Indian Foreign Jaswant Singh: "We welcome the declared commitment"
India called on Pakistan on Sunday to match words with action and said it would not call off its military build-up until Islamabad delivered a promise to end Islamic militant attacks on its neighbour.
Despite welcoming the crackdown on militants announced by Musharref, India’s Foreign Minister Jaswant Singh said Pakistan must stop all movement made by militants into Indian Kashmir, before the biggest military build-up since the two nuclear rivals won independence in 1947, could be ended.

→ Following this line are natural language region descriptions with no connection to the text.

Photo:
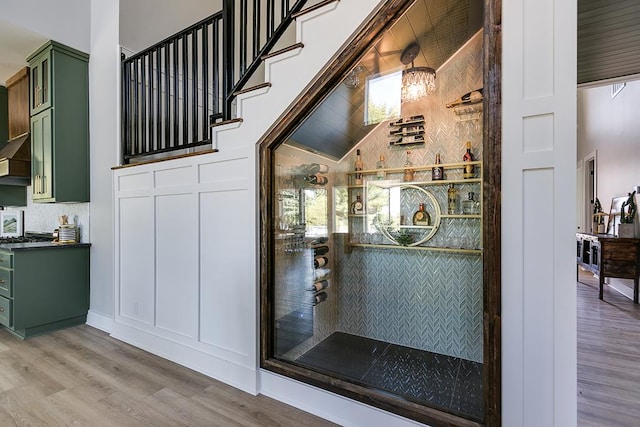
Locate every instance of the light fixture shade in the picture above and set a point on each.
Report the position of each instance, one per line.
(417, 82)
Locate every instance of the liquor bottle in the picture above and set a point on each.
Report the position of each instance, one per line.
(314, 168)
(468, 157)
(319, 297)
(319, 285)
(357, 207)
(358, 166)
(408, 171)
(471, 206)
(437, 173)
(320, 250)
(380, 166)
(316, 179)
(320, 261)
(319, 240)
(452, 200)
(468, 98)
(421, 216)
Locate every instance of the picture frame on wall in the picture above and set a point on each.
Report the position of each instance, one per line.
(11, 223)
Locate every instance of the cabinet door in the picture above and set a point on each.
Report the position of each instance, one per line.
(40, 84)
(41, 160)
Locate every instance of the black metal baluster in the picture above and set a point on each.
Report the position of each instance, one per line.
(185, 89)
(176, 91)
(158, 104)
(205, 82)
(194, 86)
(151, 143)
(167, 97)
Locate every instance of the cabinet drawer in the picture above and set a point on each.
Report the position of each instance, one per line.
(5, 312)
(6, 259)
(6, 282)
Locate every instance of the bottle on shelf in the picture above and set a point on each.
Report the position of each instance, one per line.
(421, 216)
(408, 171)
(319, 240)
(319, 297)
(314, 168)
(380, 166)
(316, 179)
(358, 166)
(320, 261)
(468, 157)
(319, 285)
(357, 207)
(452, 200)
(320, 250)
(437, 172)
(470, 206)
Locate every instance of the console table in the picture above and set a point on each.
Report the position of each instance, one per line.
(610, 256)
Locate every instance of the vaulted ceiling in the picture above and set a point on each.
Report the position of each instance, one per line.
(440, 27)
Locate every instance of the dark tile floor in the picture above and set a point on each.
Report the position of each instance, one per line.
(445, 382)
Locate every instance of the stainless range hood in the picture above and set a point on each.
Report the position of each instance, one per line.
(15, 161)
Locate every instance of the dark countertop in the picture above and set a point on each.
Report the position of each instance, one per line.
(39, 245)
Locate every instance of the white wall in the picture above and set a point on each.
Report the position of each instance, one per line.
(611, 127)
(145, 22)
(65, 21)
(104, 125)
(538, 213)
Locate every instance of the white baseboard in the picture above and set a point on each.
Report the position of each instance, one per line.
(100, 321)
(235, 375)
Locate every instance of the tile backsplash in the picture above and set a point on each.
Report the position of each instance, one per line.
(43, 217)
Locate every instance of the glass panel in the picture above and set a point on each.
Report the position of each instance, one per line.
(45, 81)
(35, 101)
(377, 275)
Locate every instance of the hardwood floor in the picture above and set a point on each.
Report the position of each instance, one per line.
(608, 357)
(81, 376)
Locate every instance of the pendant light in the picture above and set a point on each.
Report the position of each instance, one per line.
(417, 82)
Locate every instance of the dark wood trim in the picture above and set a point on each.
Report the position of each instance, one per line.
(387, 14)
(252, 88)
(283, 50)
(312, 8)
(164, 159)
(491, 230)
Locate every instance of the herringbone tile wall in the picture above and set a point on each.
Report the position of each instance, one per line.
(421, 299)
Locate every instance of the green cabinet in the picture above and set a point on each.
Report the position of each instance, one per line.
(59, 103)
(40, 82)
(52, 296)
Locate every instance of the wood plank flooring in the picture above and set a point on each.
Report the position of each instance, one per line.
(608, 357)
(80, 376)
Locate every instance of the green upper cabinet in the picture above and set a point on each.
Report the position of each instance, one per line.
(59, 99)
(40, 82)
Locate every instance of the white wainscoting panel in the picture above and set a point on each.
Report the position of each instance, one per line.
(227, 255)
(177, 264)
(538, 213)
(186, 263)
(136, 259)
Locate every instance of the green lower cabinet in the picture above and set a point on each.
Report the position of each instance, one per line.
(48, 289)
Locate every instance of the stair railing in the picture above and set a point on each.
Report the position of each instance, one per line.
(173, 91)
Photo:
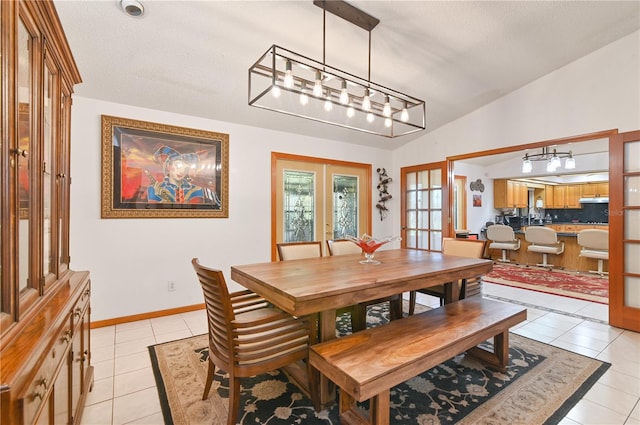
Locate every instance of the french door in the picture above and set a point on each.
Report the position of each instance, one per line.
(624, 227)
(315, 199)
(424, 205)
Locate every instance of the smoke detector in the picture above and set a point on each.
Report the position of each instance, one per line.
(132, 8)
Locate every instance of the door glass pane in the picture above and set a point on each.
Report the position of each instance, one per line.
(436, 241)
(436, 179)
(436, 199)
(632, 191)
(299, 207)
(423, 219)
(423, 239)
(411, 239)
(632, 224)
(345, 206)
(46, 171)
(631, 255)
(423, 179)
(631, 157)
(632, 291)
(436, 220)
(24, 157)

"Let there be no further infiltration or cross-border terrorism," Singh told a news conference. "We have to go not by the stated intent but by the action on the ground."

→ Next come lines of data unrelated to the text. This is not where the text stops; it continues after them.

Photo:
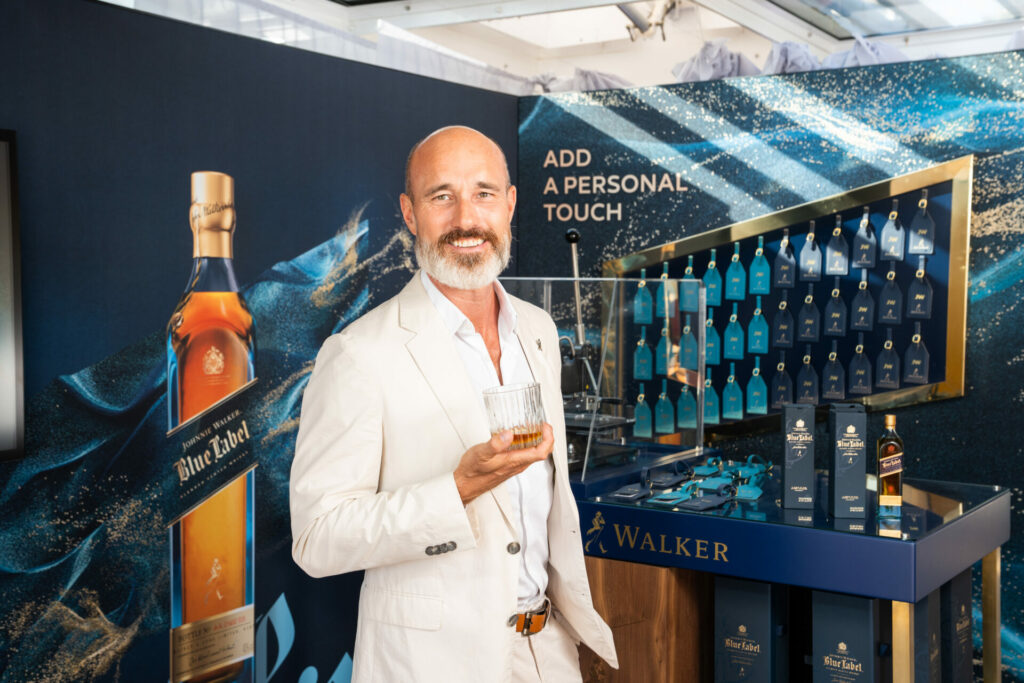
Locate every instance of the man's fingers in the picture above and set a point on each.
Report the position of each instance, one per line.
(501, 440)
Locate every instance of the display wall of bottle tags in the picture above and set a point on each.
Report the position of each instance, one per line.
(851, 304)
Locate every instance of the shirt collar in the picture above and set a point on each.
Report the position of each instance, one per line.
(456, 321)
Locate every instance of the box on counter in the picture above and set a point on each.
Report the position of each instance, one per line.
(798, 466)
(848, 461)
(751, 633)
(846, 632)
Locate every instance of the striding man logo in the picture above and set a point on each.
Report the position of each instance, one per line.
(594, 534)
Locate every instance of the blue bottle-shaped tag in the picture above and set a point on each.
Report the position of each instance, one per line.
(758, 332)
(919, 294)
(810, 257)
(893, 238)
(732, 396)
(760, 276)
(735, 276)
(915, 359)
(687, 410)
(834, 377)
(781, 384)
(688, 299)
(887, 367)
(922, 238)
(665, 298)
(643, 368)
(732, 348)
(712, 416)
(784, 270)
(757, 391)
(665, 412)
(781, 325)
(862, 306)
(713, 283)
(807, 381)
(713, 343)
(838, 251)
(688, 346)
(643, 308)
(836, 313)
(641, 415)
(664, 352)
(809, 322)
(859, 377)
(891, 300)
(865, 244)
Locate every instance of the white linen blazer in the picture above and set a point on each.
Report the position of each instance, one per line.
(388, 413)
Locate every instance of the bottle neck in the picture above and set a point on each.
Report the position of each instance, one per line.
(212, 274)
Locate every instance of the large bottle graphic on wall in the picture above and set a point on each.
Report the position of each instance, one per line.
(210, 355)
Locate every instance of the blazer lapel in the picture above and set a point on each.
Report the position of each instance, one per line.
(551, 390)
(435, 355)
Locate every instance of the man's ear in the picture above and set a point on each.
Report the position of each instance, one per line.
(407, 212)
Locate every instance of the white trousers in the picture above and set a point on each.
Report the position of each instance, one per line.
(548, 656)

Analysts said they saw a glimmer of hope for an end to the dispute between the two nuclear powers, after a landmark speech on Saturday by Pakistani President Pervez Musharraf who promised his country would not be used as a base for Islamic militant "jihad".

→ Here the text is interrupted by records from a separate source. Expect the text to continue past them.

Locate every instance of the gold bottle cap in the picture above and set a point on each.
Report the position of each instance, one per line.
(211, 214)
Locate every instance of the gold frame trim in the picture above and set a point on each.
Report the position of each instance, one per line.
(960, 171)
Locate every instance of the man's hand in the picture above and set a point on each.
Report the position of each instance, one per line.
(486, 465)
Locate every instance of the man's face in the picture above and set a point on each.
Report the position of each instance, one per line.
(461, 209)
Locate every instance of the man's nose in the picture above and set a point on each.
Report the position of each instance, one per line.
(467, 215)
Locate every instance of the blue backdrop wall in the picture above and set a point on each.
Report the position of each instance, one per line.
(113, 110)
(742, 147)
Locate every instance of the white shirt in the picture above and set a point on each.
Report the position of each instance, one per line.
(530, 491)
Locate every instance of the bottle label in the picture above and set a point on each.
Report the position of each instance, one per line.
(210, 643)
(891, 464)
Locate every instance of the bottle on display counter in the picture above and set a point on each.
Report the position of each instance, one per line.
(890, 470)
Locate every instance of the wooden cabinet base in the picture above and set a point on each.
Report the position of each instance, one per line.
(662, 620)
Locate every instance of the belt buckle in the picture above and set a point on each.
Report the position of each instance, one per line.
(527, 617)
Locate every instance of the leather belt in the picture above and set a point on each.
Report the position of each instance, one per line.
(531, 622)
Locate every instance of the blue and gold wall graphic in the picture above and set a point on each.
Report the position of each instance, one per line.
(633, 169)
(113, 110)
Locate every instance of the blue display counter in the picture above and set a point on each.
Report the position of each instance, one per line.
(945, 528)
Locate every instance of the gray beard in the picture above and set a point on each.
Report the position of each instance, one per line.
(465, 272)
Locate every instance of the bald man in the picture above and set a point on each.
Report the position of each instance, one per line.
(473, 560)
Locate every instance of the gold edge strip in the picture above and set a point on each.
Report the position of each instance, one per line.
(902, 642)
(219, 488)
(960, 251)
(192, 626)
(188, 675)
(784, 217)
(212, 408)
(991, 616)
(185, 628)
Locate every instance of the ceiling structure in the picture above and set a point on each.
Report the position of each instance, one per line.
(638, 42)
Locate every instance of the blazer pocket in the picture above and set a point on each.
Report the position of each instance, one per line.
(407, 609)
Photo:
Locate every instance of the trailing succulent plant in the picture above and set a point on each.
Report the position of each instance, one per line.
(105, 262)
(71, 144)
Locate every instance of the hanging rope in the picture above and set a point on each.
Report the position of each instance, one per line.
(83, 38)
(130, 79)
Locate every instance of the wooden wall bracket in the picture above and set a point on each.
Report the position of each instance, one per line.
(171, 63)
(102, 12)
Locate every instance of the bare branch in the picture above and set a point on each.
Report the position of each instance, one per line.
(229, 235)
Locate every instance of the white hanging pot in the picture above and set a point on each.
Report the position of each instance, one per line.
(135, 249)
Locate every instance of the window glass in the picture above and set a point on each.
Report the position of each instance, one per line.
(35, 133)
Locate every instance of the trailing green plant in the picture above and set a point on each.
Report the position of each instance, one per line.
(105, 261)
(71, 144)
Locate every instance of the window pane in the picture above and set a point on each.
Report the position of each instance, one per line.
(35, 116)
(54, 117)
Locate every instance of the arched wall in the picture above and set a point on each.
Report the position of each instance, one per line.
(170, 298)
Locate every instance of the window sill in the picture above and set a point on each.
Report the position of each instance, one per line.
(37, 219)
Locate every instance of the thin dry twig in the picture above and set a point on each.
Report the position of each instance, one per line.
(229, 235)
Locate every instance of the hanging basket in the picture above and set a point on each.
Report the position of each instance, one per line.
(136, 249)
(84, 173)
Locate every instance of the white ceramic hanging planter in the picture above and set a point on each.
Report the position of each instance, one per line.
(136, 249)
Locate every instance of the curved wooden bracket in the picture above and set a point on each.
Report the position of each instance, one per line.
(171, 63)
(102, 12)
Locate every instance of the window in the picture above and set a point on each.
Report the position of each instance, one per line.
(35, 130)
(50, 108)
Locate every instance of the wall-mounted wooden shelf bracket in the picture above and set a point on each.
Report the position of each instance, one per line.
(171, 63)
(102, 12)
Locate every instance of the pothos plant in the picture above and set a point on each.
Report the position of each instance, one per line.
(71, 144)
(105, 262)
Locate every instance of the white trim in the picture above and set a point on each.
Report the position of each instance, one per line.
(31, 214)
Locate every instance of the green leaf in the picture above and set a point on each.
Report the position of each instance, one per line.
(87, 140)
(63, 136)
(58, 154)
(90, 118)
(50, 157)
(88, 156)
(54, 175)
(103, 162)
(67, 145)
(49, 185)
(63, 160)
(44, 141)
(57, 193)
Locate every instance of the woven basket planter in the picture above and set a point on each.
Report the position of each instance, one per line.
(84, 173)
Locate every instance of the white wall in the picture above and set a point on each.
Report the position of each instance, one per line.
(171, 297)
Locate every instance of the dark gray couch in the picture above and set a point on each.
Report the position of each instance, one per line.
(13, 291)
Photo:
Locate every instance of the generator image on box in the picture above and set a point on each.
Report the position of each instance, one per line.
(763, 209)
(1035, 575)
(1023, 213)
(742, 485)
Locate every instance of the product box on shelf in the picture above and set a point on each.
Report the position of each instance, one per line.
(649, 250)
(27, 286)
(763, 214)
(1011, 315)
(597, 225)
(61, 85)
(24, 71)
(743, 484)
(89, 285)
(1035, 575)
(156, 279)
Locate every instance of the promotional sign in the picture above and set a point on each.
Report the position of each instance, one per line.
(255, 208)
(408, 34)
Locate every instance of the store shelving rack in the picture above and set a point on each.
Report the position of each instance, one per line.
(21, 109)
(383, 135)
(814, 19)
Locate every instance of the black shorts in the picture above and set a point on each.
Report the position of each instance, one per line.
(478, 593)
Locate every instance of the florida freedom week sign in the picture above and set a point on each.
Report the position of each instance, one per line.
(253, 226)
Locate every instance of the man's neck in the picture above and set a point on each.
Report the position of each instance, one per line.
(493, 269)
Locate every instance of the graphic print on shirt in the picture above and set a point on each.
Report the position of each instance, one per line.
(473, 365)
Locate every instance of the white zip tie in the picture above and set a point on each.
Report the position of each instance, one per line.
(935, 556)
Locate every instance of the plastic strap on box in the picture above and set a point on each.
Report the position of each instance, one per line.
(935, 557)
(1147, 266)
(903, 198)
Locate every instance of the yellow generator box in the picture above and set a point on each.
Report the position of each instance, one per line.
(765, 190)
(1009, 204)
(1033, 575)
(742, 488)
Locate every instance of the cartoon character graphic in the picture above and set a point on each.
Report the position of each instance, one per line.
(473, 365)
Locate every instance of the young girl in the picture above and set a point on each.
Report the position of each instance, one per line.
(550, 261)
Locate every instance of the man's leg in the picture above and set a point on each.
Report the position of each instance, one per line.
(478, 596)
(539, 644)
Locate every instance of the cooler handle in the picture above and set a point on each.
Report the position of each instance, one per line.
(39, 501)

In a televised address to the nation, Musharref announced a ban on 5 militant groups, including Lashkar-e-Toiba and Jaish-e-Mohammed, which India blames for an attack on the Indian parliament last month.
Musharraf pledged on Saturday to crack down on religious extremism and promised that "no organisation will be permitted to engage in terrorism under cover of the Kashmir cause."
Musharraf, who seized power in a 1999 coup, had prepared for several days for his speech, as the international calls for an end the dispute increased.
Blaming religious extremists for breeding violence, he vowed to bring Islamic schools and mosques under government control – Pakistan’s Islamic schools have long been seen as breeding grounds for militants.
But he said no Pakistanis on a list of 20 militants India wants handed over would be surrendered despite leaving the options on foreigners open.
Singh said India was disappointed at Musharraf's lack of action on the list of militants. Pakistan says it gives only moral support to Kashmiri separatists, a position reiterated by Musharraf who said on Saturday Pakistan would never abandon the Kashmiri cause. "Kashmir runs in our blood. No Pakistani can break links with Kashmir". Indian Foreign Minister said that India remained committed to bilateral dialogue with Pakistan, but "rejects entirely the content of the Pakistani president’s speech on the situation in Kashmir".
New Delhi has long blamed Pakistan for fuelling a 12-year revolt against its rule in Jammu and Kashmir, which is mostly Hindu India's only Muslim-majority state.
The two countries, which held nuclear tests in 1998, have fought two of their three wars over Kashmir.
The United States and Europe, including Germany, quickly welcomed his speech which outlined a vision for a modern Islamic Pakistan. The U.S. State Department said Musharraf's speech marked a clear break with the violence of the past.
Spain, which holds the European Union presidency, welcomed Musharraf's promise to crack down on militants. British Prime Minister Tony Blair called his stance "courageous" and Germany’s Foreign Minister Joschka Fischer described the announced measures as a step on the way to an open and peaceful society.
But with close to one million men massed on either side of Kashmir the border, and tensions still running high over the disputed Himalayan region, there is still some way to go before the South Asian region could breathe more easily.
India’s army, whose head General Padmanabhan said on Friday it was ready for war, would stay in place until Musharraf implemented the pledge. But India will have to give Pakistan the time to translate ist promises into action. And fears prevail that militants and fundamentalists may try to sabotage Pervez Musharraf's plans.
Meanwhile, armed Pakistani police pursued the crackdown overnight, detaining some 130 people and sealing off offices. Indian attention will also be focused on whether Pakistan can stop militants crossing the Line of Control, a military ceasefire line dividing disputed Kashmir.